The gorgeous 1965 Chevy Impala SS has a 396 engine with a four speed. This red as an apple beauty is completely original including the paint. The interior is a shiny red and sparkling. It rides comfortably and purrs like a kitten.
I thought of what a beautiful outing this was , as we perched on the vinyl seats with windows wide open to fresh Vermont air. The rushing air through the open window was exhilarating while it caressed my thick locks of hair. What’s the sense in taking a thrill ride without letting everything flutter in the breeze?
While we waited for other cars and their owners, we surveyed the vehicles before us in the blazing heat. The sweltering sun cooked up a hot steamy September day. After about 15 cars arrived at the first stop, we were all on our cruise down route 5 to the next stop, Wells River, Vermont. There many other classic cars roared in, jumping in line for the parade of sorts.
Passing by little towns like Bradford and Fairlee, we saw people waving and smiling widely. I guess you don’t see classic cars like these everyday and it’s always a joy to be launched back in time! Our last stop before the drive-in movie was at Wings Market in Fairlee where we all parked askew all over the parking lot and raided the ice cream stand. As the line snaked out and people laughed while waiting , a familiar voice came from the crowd. Our nephew, Luke was there! What a coincidence…Luke was driving his friend’s classic car and spotted us in line. You never really know who you will bump into on a given adventure!
Arriving at the Fairlee drive-in I experienced a bit of nostalgia from my childhood. My parents and one time my brothers brought my sister and I to the drive-in to see movies. Back then they sold the mosquito coil that you would burn on your dash but they would end up scorching holes in it. The smoke would fill up the car and yet the mosquitoes still were attracted to us. We would take the old metal speaker and latch it on the windows to hear the show. Now they give you the radio station to tune in to, to hear the audio.
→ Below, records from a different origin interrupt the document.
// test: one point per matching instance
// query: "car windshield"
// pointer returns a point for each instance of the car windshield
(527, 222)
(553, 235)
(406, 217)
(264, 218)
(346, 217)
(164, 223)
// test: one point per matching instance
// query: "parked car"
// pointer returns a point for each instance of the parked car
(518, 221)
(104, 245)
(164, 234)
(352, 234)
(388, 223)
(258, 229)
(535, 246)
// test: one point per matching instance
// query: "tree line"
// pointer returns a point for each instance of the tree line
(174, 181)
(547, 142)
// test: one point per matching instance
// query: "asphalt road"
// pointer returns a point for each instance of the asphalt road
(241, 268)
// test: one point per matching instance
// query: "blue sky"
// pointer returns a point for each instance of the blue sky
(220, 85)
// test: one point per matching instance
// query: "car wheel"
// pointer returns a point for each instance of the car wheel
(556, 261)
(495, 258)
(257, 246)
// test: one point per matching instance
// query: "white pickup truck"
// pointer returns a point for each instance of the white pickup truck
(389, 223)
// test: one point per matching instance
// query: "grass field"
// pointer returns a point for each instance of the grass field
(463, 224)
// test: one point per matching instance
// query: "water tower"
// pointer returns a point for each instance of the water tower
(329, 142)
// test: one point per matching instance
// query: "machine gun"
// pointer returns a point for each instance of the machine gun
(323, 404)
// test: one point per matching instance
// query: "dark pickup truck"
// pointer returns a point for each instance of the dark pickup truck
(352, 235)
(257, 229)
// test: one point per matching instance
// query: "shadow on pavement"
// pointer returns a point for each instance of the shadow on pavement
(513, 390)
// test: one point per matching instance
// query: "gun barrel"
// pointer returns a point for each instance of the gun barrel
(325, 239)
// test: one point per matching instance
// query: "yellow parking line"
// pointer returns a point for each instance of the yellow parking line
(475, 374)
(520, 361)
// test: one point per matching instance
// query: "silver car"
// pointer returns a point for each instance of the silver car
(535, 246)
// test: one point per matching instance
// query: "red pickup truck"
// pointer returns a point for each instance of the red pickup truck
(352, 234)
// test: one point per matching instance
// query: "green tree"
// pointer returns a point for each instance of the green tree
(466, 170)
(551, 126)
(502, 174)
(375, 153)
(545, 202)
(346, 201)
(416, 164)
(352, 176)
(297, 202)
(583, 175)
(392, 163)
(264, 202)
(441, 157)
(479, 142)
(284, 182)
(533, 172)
All the classic cars paraded into the drive-in of all colors and makes. I would guess that maybe 40 or 50 cars were there. You could hear people visiting and laughing and engines roaring in, to celebrate days of old. After a quick dinner of hamburgers and soft drinks, it was time to settle in for the movie. While Dylan and Alexis sat in the front, Tom and I sat like two teenagers in the back in luxury.
It was so much fun seeing the movie with the kids and experiencing this day with them. It felt like we were immersed in a time capsule and thrust back to the 60’s for one special day. Riding in such a beauty was a magical experience but what really topped it off was to be surrounded by the nicest people! All the crowd had one thing in common….a desire to gawk at all the amazing automobiles and honor all the work and sweat poured into each frame.